Developers capital chain can hold 8 months real estate golden age will die

The golden era of the real estate industry is coming to an end; no one doubts the government's determination, and no one dares to bet that this is only a false alarm.

In front of you is an intersection. You don't know which side to choose. You only know where you stand and how you can move forward. No matter whether you are left or right, developers must make choices.

Some market participants have linked this crisis with Wang Shi and Ren Zhiqiang, who have recently faded out of the front desk. This is somewhat far-fetched. Wang and Ren’s study tour and retirement plan were not due to the current market situation. However, the conclusion is actually "beating with justice," and the golden age of the real estate industry is indeed about to pass.

With restrictions on purchases and credit tightening, the good days for developers to “make money on golf” have become history. With the arrival of 10 million units in 2011 and 36 million units in the next five years, no matter whether it can actually be converted into an effective supply, the market space for commercial housing will undoubtedly be greatly squeezed.

Some people questioned whether the security housing can really land? Even if they fall, the relevant entry and exit mechanisms have yet to be improved, and there may be a mismatch between supply and demand, leading to an increase in the availability of affordable housing. However, from the central to the localities, all current information indicates that the housing sector is “fast moving forward.” From April 2010 to now, the illusions have gradually vanished. No one doubts the government's determination, and no one dares to bet that this is just "A false alarm."

Lost "Amulet"

Unlike any previous regulation, the “new eight countries” with the “restricted purchase order” as the core has completely extinguished the only hint of optimism before the developers. The pessimism and extreme pessimism spread in the market, even if some claim to maintain "Carefully optimistic", but the urgency of business transformation has been difficult to conceal.

After the new “State of the Eight”, purchase restrictions were used as the main tool. The government fully understands the side-effects of restrictions on purchases and still promotes them in an all-round way, highlighting the strength and determination of regulation and control. However, in the absence of institutional issues such as land finance, the difficulty of real estate regulation is self-evident.

The power of the “restricted purchase order” can be imagined, and it is still unknown when to withdraw (see the “Restricted Purchase of Tornadoes”, Issue 8, 2011). Wu Yajun, president of Longhu Group (column) stated at the company's March 21st performance conference, "I believe macro-control will show repeated effects for a period of time in the future. The industry and the developer's brand and operation Capabilities, execution capabilities, financial security are a major test, and we may see a big change in the industry."

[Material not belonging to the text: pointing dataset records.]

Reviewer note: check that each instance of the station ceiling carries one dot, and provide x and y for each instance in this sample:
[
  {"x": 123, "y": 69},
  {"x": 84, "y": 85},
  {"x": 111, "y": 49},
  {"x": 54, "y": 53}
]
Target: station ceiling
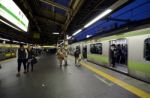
[{"x": 63, "y": 16}]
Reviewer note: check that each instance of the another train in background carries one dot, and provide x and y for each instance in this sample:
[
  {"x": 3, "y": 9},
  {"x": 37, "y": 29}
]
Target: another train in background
[{"x": 132, "y": 52}]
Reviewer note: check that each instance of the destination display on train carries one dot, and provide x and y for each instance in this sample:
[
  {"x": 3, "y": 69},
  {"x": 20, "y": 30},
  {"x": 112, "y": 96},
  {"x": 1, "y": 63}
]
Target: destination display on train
[{"x": 11, "y": 12}]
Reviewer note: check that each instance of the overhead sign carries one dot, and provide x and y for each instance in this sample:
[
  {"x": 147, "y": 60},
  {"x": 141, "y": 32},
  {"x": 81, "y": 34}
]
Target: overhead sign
[{"x": 11, "y": 12}]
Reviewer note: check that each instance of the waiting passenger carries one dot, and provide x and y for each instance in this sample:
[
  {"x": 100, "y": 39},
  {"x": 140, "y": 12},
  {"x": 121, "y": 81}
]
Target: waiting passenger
[
  {"x": 113, "y": 55},
  {"x": 60, "y": 56},
  {"x": 84, "y": 53},
  {"x": 65, "y": 56},
  {"x": 22, "y": 53},
  {"x": 76, "y": 55},
  {"x": 30, "y": 58}
]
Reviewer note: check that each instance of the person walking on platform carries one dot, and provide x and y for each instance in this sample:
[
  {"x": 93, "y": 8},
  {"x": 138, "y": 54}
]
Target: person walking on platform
[
  {"x": 65, "y": 56},
  {"x": 60, "y": 56},
  {"x": 76, "y": 55},
  {"x": 30, "y": 58},
  {"x": 21, "y": 53}
]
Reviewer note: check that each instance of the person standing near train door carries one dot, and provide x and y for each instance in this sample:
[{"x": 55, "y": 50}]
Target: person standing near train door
[
  {"x": 113, "y": 55},
  {"x": 60, "y": 56},
  {"x": 21, "y": 53},
  {"x": 77, "y": 55},
  {"x": 30, "y": 57}
]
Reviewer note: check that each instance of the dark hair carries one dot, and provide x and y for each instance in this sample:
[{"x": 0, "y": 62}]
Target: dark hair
[{"x": 21, "y": 45}]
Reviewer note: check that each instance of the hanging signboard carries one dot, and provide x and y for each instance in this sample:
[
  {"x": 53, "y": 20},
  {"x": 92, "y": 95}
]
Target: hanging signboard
[{"x": 11, "y": 12}]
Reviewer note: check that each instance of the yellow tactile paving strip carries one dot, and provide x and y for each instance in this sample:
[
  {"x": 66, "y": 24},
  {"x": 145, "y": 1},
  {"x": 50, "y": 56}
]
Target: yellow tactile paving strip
[{"x": 122, "y": 84}]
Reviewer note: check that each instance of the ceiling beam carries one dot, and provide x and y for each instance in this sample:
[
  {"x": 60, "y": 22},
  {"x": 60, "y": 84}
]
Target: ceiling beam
[
  {"x": 75, "y": 6},
  {"x": 55, "y": 4},
  {"x": 48, "y": 19}
]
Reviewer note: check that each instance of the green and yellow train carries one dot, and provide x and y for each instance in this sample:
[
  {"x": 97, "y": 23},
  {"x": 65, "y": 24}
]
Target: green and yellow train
[{"x": 132, "y": 52}]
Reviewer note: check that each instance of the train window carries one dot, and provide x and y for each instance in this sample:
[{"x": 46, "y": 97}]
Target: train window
[
  {"x": 147, "y": 49},
  {"x": 96, "y": 48}
]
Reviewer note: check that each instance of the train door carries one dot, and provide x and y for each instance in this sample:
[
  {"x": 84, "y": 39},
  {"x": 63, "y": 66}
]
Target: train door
[
  {"x": 84, "y": 51},
  {"x": 118, "y": 54}
]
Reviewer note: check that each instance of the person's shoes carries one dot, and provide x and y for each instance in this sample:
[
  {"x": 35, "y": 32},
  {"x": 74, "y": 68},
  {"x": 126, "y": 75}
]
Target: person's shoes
[
  {"x": 25, "y": 72},
  {"x": 18, "y": 74}
]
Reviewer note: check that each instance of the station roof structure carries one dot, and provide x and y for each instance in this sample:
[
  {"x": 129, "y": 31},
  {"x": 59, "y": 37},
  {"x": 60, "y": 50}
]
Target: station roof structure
[{"x": 67, "y": 16}]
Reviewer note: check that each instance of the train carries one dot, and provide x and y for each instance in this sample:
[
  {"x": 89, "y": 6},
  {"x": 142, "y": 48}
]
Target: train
[{"x": 134, "y": 56}]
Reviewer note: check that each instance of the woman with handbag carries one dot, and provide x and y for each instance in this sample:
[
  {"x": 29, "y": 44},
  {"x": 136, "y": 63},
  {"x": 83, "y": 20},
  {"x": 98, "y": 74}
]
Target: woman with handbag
[
  {"x": 60, "y": 56},
  {"x": 30, "y": 58}
]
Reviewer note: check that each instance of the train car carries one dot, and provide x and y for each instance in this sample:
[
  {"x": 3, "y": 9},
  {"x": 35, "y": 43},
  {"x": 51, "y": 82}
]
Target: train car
[{"x": 132, "y": 52}]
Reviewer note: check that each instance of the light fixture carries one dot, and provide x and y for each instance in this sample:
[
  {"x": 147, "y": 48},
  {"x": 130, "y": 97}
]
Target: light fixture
[
  {"x": 15, "y": 41},
  {"x": 9, "y": 25},
  {"x": 4, "y": 39},
  {"x": 55, "y": 33},
  {"x": 78, "y": 31},
  {"x": 68, "y": 37},
  {"x": 100, "y": 16},
  {"x": 87, "y": 36}
]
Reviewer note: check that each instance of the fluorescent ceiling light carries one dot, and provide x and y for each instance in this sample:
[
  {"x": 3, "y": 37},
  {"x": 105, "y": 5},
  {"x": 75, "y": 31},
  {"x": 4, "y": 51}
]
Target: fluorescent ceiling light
[
  {"x": 87, "y": 36},
  {"x": 68, "y": 37},
  {"x": 56, "y": 33},
  {"x": 77, "y": 32},
  {"x": 16, "y": 41},
  {"x": 9, "y": 25},
  {"x": 100, "y": 16},
  {"x": 4, "y": 39}
]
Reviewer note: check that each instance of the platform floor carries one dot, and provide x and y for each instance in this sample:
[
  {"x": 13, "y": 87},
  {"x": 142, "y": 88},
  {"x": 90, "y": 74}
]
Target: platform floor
[{"x": 50, "y": 81}]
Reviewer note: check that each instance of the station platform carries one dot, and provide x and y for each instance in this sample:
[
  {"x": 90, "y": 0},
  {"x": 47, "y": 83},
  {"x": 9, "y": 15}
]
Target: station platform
[{"x": 48, "y": 80}]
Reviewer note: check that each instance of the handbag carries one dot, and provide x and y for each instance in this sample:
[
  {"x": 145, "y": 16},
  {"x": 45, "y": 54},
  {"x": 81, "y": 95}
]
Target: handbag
[{"x": 34, "y": 60}]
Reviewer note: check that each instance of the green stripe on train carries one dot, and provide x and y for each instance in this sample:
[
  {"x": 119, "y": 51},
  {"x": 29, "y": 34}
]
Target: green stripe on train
[
  {"x": 133, "y": 65},
  {"x": 138, "y": 66},
  {"x": 98, "y": 58},
  {"x": 123, "y": 35}
]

Credit has also been firmly suppressed by the government. In addition to increasing the down payment for the second suite and the three suites, the bank's development loans to developers have also become tighter. A person from the China Development Bank revealed to Caixin’s “New Century” reporter that some banks have already planned to stop providing development loans to developers. “A large-scale housing company that was previously chased by the four major banks, has recently encountered a bankruptcy, and finally The CDB was very happy to receive a few hundred million yuan in loans."

Government agencies have also hinted on various occasions that developers need to “find their way out”. A privately-owned listed real estate company official told Caixin’s “New Century” reporter that in the past, the country was engaged in urbanization and it was necessary for developers to join in with the government. In fact, local governments also benefited from it. Now, housing prices are soaring. The real estate bubble and other crimes in the third-tier cities have been blamed on the developers. "The government had to put it on the table before the table trading. In order to give the government its name, the developer must be a target."

In addition to the above-mentioned psychological and practical pressures, the publication of the Safeguard Housing Program squeezed the market space of commercial housing on the one hand; on the other hand, it tore off the “amulet” of the real estate industry that stimulates domestic demand, stimulates the industrial chain, and pulls GDP. ".

A think-tank close to the decision-makers once told Caixin’s “New Century” reporter that there are three threats to real estate: real estate is the economic engine, and the crackdown on the real estate market will slow down the economic growth, and the banks will be locked up. The people will become Negative equity.

However, bank risk is now considered to be quantifiable, and the main source of regulation and control is the affluent people who finally entered the market. As for the pulling effect of the economy, it is possible to make up for the shortfall in the opening of the commercial housing market through 10 million sets of affordable housing in 2011 and 36 million sets of affordable housing in the next five years.

All of the above information conveyed the same direction. The golden age of real estate "as long as it can be built will never be sold out" is coming to an end, and developers have come to the crossroads of strategic transformation.